Cat Woman sounds sexy; someone with a bust, waistline and only one chin; someone who tackles baddies single-handedly before breakfast; someone who has an Eartha Kitt drawl; someone who is not worried her cellulite might show through her leggings.
A friend called me Cat Lady yesterday. It made me think of someone with rollered-curls in iron grey hair, wearing snuggly slippers with pompoms, a floral apron and face powder, with a swarm of cats broiling about her ankles.
To be honest the description is disturbingly close. Ok I’m a greying ex-strawberry blond, with the emphasis very much on the ex, though in my defence, (or do I mean to massage my vanity?) the hairdresser did ask me where I had had it coloured because he liked the shade so much; I have never worn curlers; my slippers are red and from Marrakesh and do not have pompoms; my current apron (I have three, which may mean another title, though two are inherited from Mother) has rows of leeks and other vegetables on it; and the only powder I have is talcum. And I have just the one cat, the beautiful MasterB.
So lady or woman, or should that be lady versus woman? Who decides which public toilets should be signed Women or Ladies, and what does the choice infer?
In different situations either appellation can denigrate or elevate. She’s a lady, implies someone refined, well-mannered, possibly unused to the rougher side of life. But it’s always dinner ladies at school, never dinner women, though chars can be ladies or women, and I don’t know the difference between the two.
When I was a pre-teen the baby brother of a friend insisted on calling me lady. The family was amused, though no one explained the joke. Maybe it was because in the village where we lived my grammar school accent distinguished me from the other girls. It can’t have been my clothing – apart from my school uniform, I had a couple of pairs of jeans, some t-shirts and jumpers I’d all but grown out of, and a duffel coat for cold days.

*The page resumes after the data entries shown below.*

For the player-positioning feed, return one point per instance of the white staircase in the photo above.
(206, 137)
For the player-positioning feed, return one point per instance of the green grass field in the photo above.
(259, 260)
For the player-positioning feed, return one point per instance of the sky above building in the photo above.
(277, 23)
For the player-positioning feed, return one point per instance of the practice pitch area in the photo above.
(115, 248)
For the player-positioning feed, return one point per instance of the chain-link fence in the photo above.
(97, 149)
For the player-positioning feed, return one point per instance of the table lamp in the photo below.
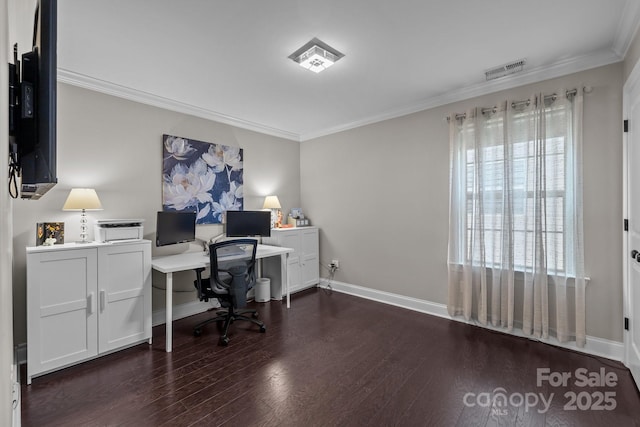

A schoolfriend’s mother had also attended our grammar school, while her sisters had had a private (fee-paying) education at the local high school. The high school was for young ladies, while our grammar school was for girls, something my friend’s mother was never allowed to forget. But why wasn’t our school for young women?
Lady Muck is an expression of contempt, describing someone who thinks herself better than others. But if you want to decry someone of the female gender you’d never say that lady, it’d always be that woman. That bloody woman (and yes, I am thinking of Margaret Thatcher) works, whereas that bloody lady just sounds silly. Lady, for all its connotations of social superiority, is a much more restricted and restrictive term. Women implies earthiness, flesh and blood creatures, gender proud and multi-faceted;whether annoying, ignorant, educated, erudite, or anything else.
So I want to be Cat Woman thank you very much, not Cat Lady. And I’d like my waistline back if anyone knows where I left it.